Contrario a esa convicción ante la muerte, el hombre de nuestro tiempo, que tiene una veneración obsesiva por lo nuevo, acepta cada vez menos la idea de morir y ser nada. Busca la eterna juventud, el alargamiento de la esperanza de vida, la forma de atajar la vejez y la llegada de la enfermedad que nos postra.

Busca desesperado cómo eliminar arrugas, las del alma y las físicas, ese mundo, diría Byung Chul Han, dominado ahora por gimnasios, edificios y centros comerciales convertidos en las nuevas divinidades que prometen la satisfacción corporal y mental y les garantiza la posibilidad de vivir más y mejor tiempo, más saludables, más plenos.

La muerte le repetirá al hombre moderno lo que le dijo al hombre medieval, lo que le dijo a Antonius Blovk: “yo no doy prórrogas”, “si quieres jugamos al ajedrez, pero soy un gran jugador, te habré de ganar”. Y seguro, ganará.

Ingmar Bergman no nos da respuestas totales, siembra en su lugar, más dudas y cuestionamientos sobre lo que somos o pretendemos ser. Uno queda después de la vista de El séptimo sello con la sensación de intentar saber si ha valido nuestra estancia en el mundo terrenal. Más nos vale, parece decirnos Antonius, que sabe bien no podrá darle Jaque Mate a la muerte, esa que hoy, como en el siglo XIV, nos toca a la puerta.
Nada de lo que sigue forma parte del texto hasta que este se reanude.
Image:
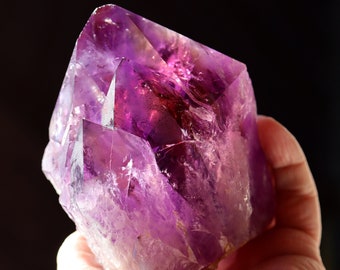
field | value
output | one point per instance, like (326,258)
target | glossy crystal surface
(153,147)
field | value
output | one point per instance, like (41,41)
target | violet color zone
(153,147)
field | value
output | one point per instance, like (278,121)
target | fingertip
(75,254)
(279,145)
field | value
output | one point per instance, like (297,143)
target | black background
(292,53)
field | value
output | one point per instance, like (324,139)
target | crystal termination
(153,147)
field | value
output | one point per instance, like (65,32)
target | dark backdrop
(291,50)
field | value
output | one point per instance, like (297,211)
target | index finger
(297,197)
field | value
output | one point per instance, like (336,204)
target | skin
(293,239)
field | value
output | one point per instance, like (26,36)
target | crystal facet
(153,147)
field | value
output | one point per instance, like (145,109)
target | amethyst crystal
(154,149)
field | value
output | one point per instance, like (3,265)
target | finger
(75,254)
(297,198)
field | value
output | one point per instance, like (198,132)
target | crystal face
(153,147)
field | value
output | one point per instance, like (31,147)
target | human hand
(294,238)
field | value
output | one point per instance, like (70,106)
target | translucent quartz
(153,147)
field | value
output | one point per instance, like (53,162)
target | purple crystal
(154,149)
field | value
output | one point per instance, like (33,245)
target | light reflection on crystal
(153,147)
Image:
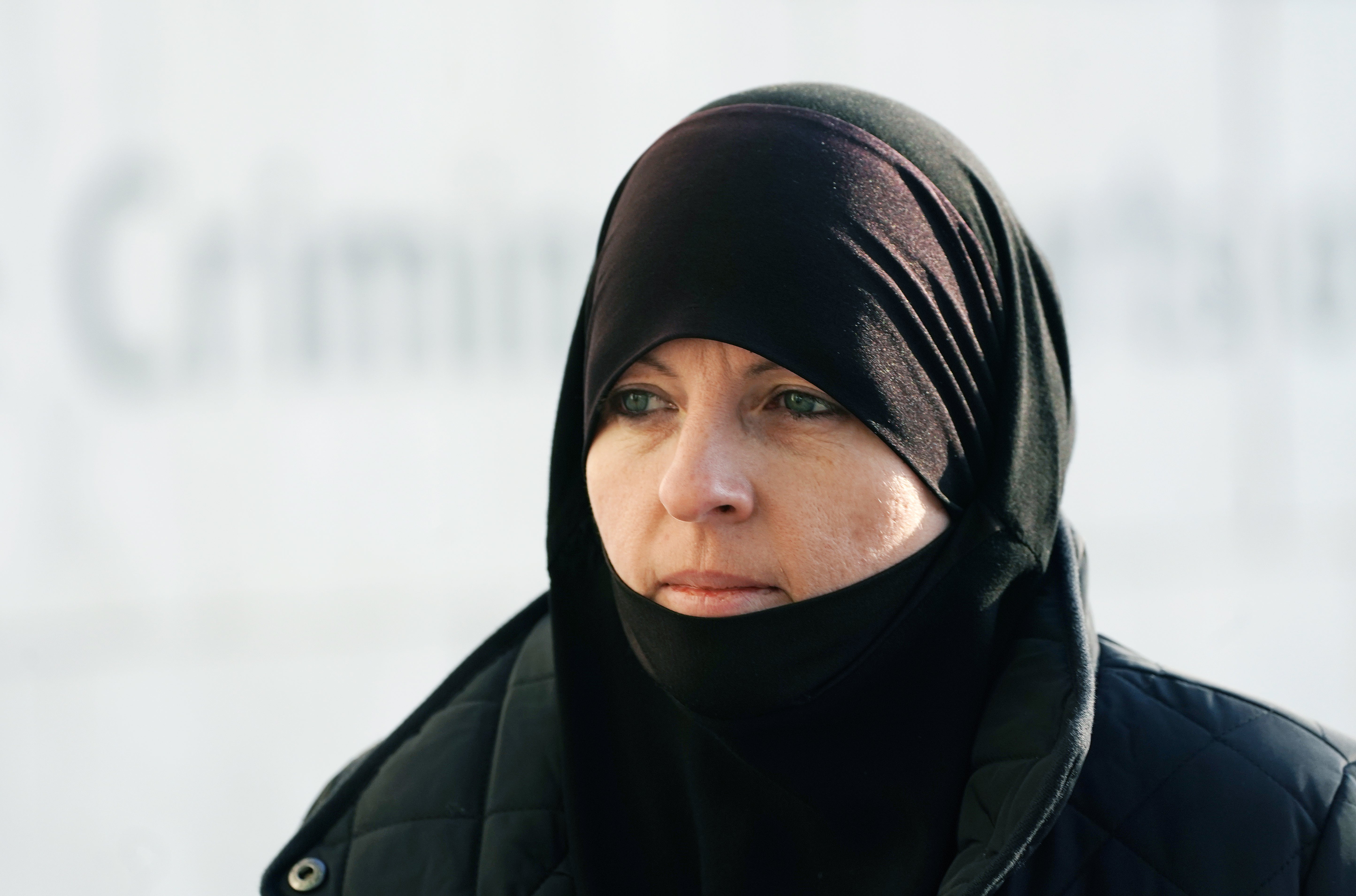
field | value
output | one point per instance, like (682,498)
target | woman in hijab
(814,624)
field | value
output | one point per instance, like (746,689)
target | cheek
(845,521)
(624,493)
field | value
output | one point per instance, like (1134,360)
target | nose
(707,480)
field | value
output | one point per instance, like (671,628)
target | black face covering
(760,662)
(824,746)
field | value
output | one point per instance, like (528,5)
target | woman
(814,623)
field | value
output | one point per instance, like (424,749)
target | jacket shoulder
(1190,788)
(464,798)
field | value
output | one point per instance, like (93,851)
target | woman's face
(723,485)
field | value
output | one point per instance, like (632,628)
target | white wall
(284,295)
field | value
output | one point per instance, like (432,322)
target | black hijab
(859,245)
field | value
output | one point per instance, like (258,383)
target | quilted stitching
(1130,849)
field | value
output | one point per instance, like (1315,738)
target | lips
(716,594)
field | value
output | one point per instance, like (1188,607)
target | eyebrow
(763,367)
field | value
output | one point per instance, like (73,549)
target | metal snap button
(307,875)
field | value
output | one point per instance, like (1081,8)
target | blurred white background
(285,289)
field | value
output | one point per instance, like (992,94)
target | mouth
(716,594)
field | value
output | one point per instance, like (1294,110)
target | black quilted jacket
(1184,790)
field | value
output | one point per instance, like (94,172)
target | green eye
(635,402)
(801,403)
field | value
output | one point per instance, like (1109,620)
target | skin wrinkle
(723,480)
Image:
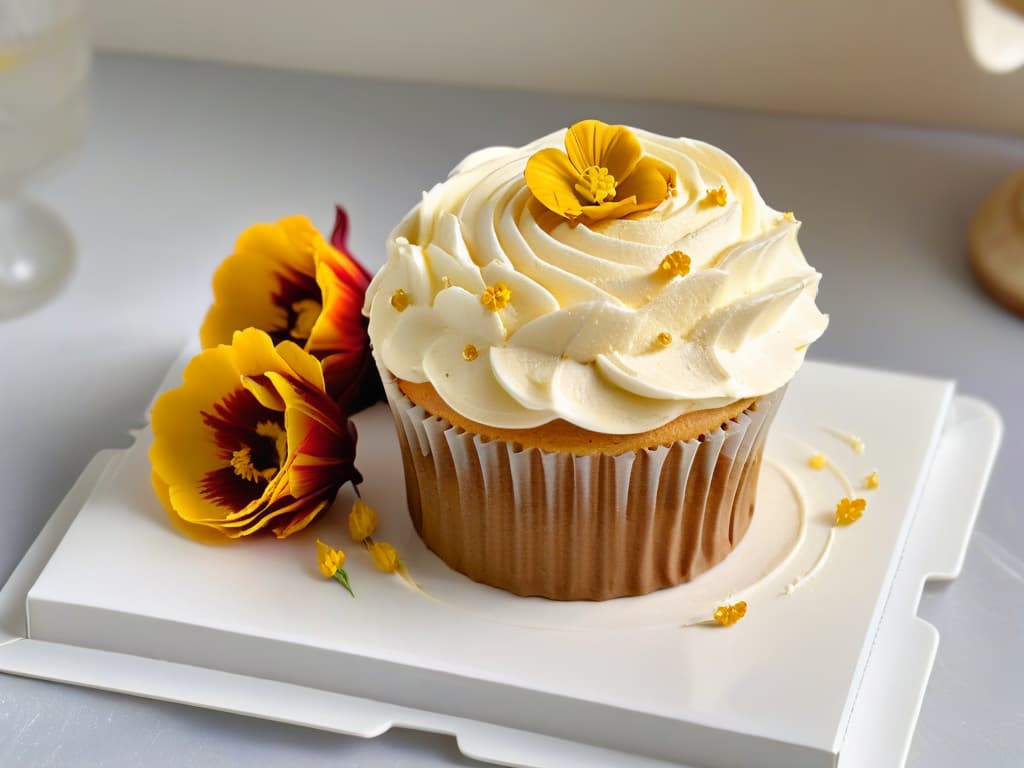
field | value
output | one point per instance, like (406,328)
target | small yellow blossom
(497,297)
(603,174)
(716,197)
(400,300)
(729,614)
(361,521)
(676,264)
(331,561)
(849,511)
(385,557)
Quizá sea bueno tener un tablero de ajedrez a la mano.

Y la Biblia habló

“Y cuando el cordero abrió el séptimo sello, en el cielo se hizo un silencio que duró una media hora. Y los siete ángeles, que tenían las siete trompetas, se dispusieron a tocarlas. El primer ángel tocó la trompeta y cayeron granizo y fuego mezclados con sangre…”.